Metal players will generally scoop all the mids, although my personal favorite bass tone was from Queensryche's "Operation Mindcrime", on which Jackson actually had a really nice midrange growl.

I set my bass EQ to work in concert with my amp EQ.  I'm not a slap player, so I don't need that particular contour.  I kinda like the idea of a "one size fits all" tone, to which I will add overdrive, chorus, or wah depending on the song.
 

SkuttleFunk

Senior member
Messages
1,156
EQ for me totally depends on which amp rig I'm using (each has a different frequency placement on the eq controls - my WT800 is significantly more flexible than my old Ampeg flip top) and what room I'm playing in.

my desire is never to "cut through the mix" because I am not the lead solo instrument in any of the groups I've played with. instead I aim to find a tone that supports the instrumentation of the group du jour while also providing the needed voicing to allow each note to be discernable. this could be significantly different for a 3-piece prog group than it is for a 5-piece R&B group with a horn section, ya know

beyond EQ, the choice of an instrument is just as important - a P-bass sounds different than a J-bass sounds different than a MusicMan sounds different than a Darkstar ifin ya know what I mean. choosing the right instrument for the gig is just as important as setting your EQ


I also EQ slightly different for fretless than I do fretted

all the best,

R
 

stubhead

Senior member
Messages
4,669
my desire is never to "cut through the mix" because I am not the lead solo instrument in any of the groups I've played with.

I love to play guitar, and I love to play bass, but they're not the same instrument.  It's nice that Michael Manring & Jaco & Stanley were able to make a living, but it's not what I want from an arrangement.... Dave LaRue, Robertino Pagliari, now that's arranging. J.S. Bach - yeah, he had it together....
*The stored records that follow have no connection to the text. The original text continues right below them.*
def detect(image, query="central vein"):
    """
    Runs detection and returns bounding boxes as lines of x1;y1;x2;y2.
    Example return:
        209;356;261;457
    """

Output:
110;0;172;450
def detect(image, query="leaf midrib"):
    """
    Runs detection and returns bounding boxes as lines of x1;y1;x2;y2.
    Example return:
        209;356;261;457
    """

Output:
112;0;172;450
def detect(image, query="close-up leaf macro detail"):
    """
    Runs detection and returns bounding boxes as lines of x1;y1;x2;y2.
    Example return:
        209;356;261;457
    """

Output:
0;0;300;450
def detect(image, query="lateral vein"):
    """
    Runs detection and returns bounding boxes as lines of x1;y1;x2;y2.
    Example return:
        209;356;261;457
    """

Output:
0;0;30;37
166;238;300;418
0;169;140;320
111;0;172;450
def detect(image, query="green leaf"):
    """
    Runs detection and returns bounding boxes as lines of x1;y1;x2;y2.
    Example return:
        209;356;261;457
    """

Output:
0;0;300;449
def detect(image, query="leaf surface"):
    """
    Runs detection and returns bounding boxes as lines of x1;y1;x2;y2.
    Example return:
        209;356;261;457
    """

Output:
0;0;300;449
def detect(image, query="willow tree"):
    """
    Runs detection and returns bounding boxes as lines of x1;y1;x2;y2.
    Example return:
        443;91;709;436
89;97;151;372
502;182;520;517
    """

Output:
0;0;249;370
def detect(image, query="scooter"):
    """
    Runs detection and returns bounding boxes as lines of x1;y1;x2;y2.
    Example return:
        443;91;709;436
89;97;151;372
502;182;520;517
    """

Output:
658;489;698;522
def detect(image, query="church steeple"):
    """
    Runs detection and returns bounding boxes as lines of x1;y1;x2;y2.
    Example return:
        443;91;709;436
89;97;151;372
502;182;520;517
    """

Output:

P.S. I "arranged" your typeface out to 14 points..... :hello2:
 

Wyliee

Senior member
Messages
1,931
Mapleg4 said:
What do you set the eq on your amp or bass to? Do you just set it flat in order to get the "same" frequency as the kick drum like some bassplayers do? Do you use more bass/low mids when you play with one guitarist and set it more flat when you play with two guitarists?

What style(s) of music?  Speaking as a FOH engineer, I don't treat the drum kit or bass the same in every style or listening environment.  I certainly don't EQ the kick and bass the same.  If anything, I carve a bit out of the kick to give the bass its own little sonic space.  When played together, the instruments work together and blend nicely.  They don't turn to mush.  When played separately, the kick sounds like the kick and the bass sounds like the bass.

A place for everything and everything in its place. :sign13:
 

SkuttleFunk

Senior member
Messages
1,156
stubhead said:
my desire is never to "cut through the mix" because I am not the lead solo instrument in any of the groups I've played with.

I love to play guitar, and I love to play bass, but they're not the same instrument.  It's nice that Michael Manring & Jaco & Stanley were able to make a living, but it's not what I want from an arrangement.... Dave LaRue, Robertino Pagliari, now that's arranging. J.S. Bach - yeah, he had it together....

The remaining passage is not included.